DENVER COUNCIL NEWCOMERS | Meet District 5’s Amanda Sawyer

Amanda Sawyer, Denver City councilwoman-elect, representing the city’s 5th District.
(Courtesy photo)

Former U.S. House Speaker Tip O’Neill once famously declared that “all politics is local,” back in 1935 when he first ran for public office.

Newly-elected Denver City Councilwoman Amanda Sawyer is a living example of that adage.

Sawyer, a 40-year-old lawyer and mother of three girls, defeated incumbent Mary Beth Susman in the June 4 runoff election to represent City Council District 5.

She will represent a district that stretches from Colorado Boulevard east to the Aurora border and from Colfax Avenue south to Tennessee and Mississippi Avenues, including part or all of Hale, Montclair, Hilltop and Lowry.

Like O’Neill, the race was Sawyer’s first campaign and its origin was very local – as in right up the block from where her family lives.

EDITOR’S NOTE

This is Part 2 of CoPo’s series on the five newly elected members of the Denver City Council.

“I’m one of those people who never meant to do this.
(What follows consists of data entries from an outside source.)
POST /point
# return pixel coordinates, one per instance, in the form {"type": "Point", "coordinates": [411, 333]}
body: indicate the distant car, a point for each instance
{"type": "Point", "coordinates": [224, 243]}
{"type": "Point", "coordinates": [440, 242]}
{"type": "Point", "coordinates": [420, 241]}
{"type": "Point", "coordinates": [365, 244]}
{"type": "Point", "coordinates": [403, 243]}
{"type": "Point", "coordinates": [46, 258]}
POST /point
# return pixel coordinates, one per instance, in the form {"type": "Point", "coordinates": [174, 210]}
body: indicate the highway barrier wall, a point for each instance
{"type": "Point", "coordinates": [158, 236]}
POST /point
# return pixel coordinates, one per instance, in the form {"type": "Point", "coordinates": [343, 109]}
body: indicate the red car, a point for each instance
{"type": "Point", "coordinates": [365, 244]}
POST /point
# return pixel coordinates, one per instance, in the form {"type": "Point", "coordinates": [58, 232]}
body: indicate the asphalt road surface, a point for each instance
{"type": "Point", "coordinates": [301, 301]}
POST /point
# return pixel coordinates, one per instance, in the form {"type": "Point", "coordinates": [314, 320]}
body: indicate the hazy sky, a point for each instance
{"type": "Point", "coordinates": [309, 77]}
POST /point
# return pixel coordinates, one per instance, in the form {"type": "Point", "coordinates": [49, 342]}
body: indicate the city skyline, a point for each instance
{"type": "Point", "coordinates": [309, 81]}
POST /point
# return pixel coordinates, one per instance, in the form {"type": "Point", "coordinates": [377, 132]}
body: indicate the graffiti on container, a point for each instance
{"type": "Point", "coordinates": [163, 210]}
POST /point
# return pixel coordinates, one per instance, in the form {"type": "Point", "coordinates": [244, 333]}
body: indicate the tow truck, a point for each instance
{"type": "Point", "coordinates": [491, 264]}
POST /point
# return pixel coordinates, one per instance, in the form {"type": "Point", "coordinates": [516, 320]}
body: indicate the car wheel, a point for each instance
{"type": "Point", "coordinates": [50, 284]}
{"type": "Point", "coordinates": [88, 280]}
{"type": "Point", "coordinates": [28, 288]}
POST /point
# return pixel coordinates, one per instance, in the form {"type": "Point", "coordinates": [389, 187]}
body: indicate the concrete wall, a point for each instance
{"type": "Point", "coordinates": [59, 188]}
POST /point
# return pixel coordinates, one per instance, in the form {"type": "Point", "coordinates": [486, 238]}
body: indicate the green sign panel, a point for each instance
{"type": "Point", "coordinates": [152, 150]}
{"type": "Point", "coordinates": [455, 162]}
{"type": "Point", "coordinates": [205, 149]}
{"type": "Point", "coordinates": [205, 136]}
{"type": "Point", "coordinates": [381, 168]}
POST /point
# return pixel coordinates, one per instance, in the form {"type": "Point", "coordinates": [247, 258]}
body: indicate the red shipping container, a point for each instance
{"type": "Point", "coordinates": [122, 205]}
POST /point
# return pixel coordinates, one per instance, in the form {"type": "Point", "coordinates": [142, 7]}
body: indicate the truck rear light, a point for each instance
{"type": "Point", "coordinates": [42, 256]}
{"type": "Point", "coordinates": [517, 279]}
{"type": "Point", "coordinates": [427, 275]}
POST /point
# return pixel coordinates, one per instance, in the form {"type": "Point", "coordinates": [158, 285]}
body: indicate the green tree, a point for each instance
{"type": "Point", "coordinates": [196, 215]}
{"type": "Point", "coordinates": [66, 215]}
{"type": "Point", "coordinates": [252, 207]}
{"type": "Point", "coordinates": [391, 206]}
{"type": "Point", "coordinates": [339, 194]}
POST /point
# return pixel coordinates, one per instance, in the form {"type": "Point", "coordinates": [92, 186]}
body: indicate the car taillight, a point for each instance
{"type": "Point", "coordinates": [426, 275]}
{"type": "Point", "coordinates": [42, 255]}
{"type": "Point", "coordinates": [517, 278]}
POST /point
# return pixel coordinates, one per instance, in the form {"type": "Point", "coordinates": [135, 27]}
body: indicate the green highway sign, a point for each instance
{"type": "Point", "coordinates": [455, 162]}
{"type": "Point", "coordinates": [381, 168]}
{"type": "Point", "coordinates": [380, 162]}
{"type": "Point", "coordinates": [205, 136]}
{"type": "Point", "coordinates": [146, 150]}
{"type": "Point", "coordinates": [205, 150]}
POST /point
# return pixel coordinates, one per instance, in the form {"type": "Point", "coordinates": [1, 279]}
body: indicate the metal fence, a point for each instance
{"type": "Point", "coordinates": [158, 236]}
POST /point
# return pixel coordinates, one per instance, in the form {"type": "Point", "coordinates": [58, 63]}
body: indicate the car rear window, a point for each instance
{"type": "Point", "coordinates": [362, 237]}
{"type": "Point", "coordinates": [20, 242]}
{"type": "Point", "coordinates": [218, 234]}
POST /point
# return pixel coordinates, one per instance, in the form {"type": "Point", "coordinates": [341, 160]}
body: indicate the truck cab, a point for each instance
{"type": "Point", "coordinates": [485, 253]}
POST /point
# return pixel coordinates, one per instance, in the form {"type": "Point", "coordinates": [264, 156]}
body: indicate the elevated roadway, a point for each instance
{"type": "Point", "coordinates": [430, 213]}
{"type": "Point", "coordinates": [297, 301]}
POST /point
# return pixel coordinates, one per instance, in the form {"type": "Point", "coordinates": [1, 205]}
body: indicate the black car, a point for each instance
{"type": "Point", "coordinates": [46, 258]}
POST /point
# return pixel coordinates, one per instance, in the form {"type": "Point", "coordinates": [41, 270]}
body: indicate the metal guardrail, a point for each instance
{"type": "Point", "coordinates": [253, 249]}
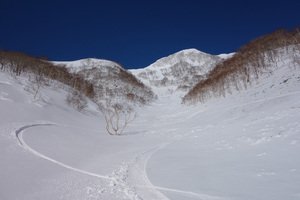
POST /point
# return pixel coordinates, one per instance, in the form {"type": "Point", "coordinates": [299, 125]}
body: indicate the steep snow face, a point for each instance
{"type": "Point", "coordinates": [111, 81]}
{"type": "Point", "coordinates": [178, 72]}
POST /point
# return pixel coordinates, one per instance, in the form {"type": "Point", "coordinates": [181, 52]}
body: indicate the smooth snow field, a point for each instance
{"type": "Point", "coordinates": [245, 146]}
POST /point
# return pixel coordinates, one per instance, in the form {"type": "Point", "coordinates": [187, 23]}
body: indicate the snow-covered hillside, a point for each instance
{"type": "Point", "coordinates": [242, 147]}
{"type": "Point", "coordinates": [111, 81]}
{"type": "Point", "coordinates": [178, 72]}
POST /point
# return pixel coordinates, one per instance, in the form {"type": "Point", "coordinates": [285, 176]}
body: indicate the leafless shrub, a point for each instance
{"type": "Point", "coordinates": [77, 100]}
{"type": "Point", "coordinates": [249, 62]}
{"type": "Point", "coordinates": [117, 117]}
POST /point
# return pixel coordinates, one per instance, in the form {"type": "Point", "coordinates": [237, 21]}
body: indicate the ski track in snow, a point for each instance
{"type": "Point", "coordinates": [19, 135]}
{"type": "Point", "coordinates": [119, 178]}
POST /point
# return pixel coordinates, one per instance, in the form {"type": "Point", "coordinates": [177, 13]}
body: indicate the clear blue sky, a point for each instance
{"type": "Point", "coordinates": [137, 33]}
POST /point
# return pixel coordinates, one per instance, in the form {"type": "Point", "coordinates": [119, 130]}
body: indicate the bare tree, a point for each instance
{"type": "Point", "coordinates": [117, 117]}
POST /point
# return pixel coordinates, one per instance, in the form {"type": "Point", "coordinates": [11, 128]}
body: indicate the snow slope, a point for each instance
{"type": "Point", "coordinates": [243, 147]}
{"type": "Point", "coordinates": [179, 72]}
I never meant to run for office,” Sawyer said in an interview with Colorado Politics.

But Sawyer said she was concerned about a proposal to build 23-micro apartment units across three parcels on Holly Street.

Sawyer said the project sounded good in concept but she felt it was not a good fit for a two-way street through a residential neighborhood. So, she started looking into the re-zoning process.
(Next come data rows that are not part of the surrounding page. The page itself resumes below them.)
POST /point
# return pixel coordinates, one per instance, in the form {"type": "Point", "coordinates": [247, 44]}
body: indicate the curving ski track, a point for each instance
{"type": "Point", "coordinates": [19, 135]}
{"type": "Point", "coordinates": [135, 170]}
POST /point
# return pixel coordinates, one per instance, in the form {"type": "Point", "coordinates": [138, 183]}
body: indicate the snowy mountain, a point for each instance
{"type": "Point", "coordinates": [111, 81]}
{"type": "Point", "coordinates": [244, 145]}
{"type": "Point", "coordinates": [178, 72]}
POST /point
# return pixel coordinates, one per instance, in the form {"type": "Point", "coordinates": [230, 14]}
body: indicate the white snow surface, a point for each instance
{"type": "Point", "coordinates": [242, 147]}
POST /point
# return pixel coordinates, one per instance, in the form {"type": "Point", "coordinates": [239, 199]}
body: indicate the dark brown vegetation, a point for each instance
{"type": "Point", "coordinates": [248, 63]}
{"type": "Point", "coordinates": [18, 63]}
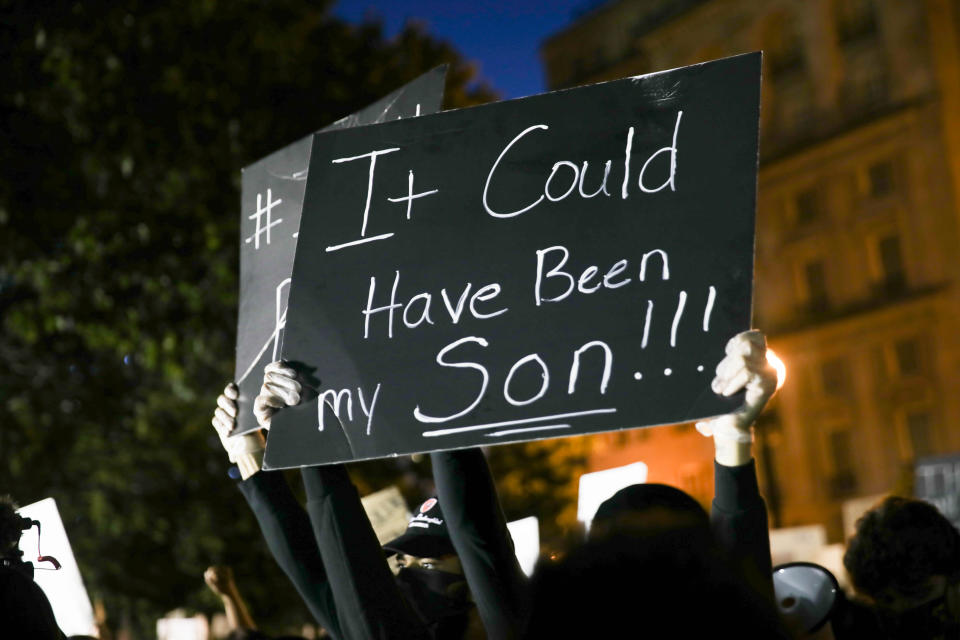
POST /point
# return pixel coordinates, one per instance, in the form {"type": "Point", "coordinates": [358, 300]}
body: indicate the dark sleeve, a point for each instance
{"type": "Point", "coordinates": [478, 530]}
{"type": "Point", "coordinates": [739, 519]}
{"type": "Point", "coordinates": [368, 601]}
{"type": "Point", "coordinates": [287, 531]}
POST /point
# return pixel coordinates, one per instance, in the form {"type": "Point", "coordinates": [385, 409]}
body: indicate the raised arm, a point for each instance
{"type": "Point", "coordinates": [282, 520]}
{"type": "Point", "coordinates": [478, 530]}
{"type": "Point", "coordinates": [739, 514]}
{"type": "Point", "coordinates": [368, 602]}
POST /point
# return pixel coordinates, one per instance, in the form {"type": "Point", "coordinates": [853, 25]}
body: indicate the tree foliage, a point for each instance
{"type": "Point", "coordinates": [125, 126]}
“And people said to me, what? It’s just going to be a rubber stamp. Don’t even bother fighting against it. It’s going to happen,” Sawyer recalled.

“And that’s what opened my eyes to well what do you mean we aren’t going to engage the community and figure out why it is the way it is,” she added.

Ultimately the project was not approved. But a campaign was born.

Sawyer said she asked her husband “Do you think I’d be crazy if I said I wanted to run for city council?” and he said “Yes. So, I think you should do it anyway.”

She ran in an election cycle in which Denver’s unprecedented growth spurt made concerns over development one of the top issues in the race.

Sawyer was one of three challengers who defeated incumbent council members, something very unusual in Denver.

While she is reluctant to talk about the other districts because she doesn’t know them as well, Sawyer said she is convinced that complaints over how development has happened was a factor that propelled her victory in her district.

“People are really feeling like they’re not being heard. Like they are not being listened to,” she said.

That said, Sawyer said she is not certain why voters sent a mixed message by re-electing Mayor Michael Hancock to a third term after a campaign in which growth and development issues were front and center.

But she has a theory about what happened.

“I think what we saw here was a situation where a lot of people felt that they were willing to give the mayor another four years and support him for four years with the tradeoff that the people who were his most vocal supporters on council then didn’t continue their position,” Sawyer said.

On the morning after the election, Hancock specifically said he was sorry to see Susman and 9th District Councilman Albus Brooks defeated, citing the work they had done on major issues in the city.

Sawyer said she suspects voters were not so much sending a mixed message as splitting their ticket.

“I think everyone was ready for change except that they weren’t ready for, you know, a different mayor yet, and so what the voters did was split that down the middle,” she said.

As she approaches her July 15 swearing in, Sawyer said she does not have one overarching issue that she plans to pursue on the council.

“I know the things that I feel strongly about,” she said. “But it really doesn’t matter what I feel strongly about. It matters what the people who live in the city of Denver feel about.”

She said the voters clearly want to see solutions on issues such as homelessness, transportation and the addressing the return of air quality problems like the brown cloud.

“These are all things I hear the voters saying matter to them,” she said.” So, those are the kinds of things that will take onto council with me and look into.”

She also mindful that while she’s one of five new council members, she also is part of a deliberative body of 13 council members, most of whom she barely knows.

Sawyer said she looks forward to getting to know them and collaborating on solutions to the issues that she heard about from voters on the campaign trail.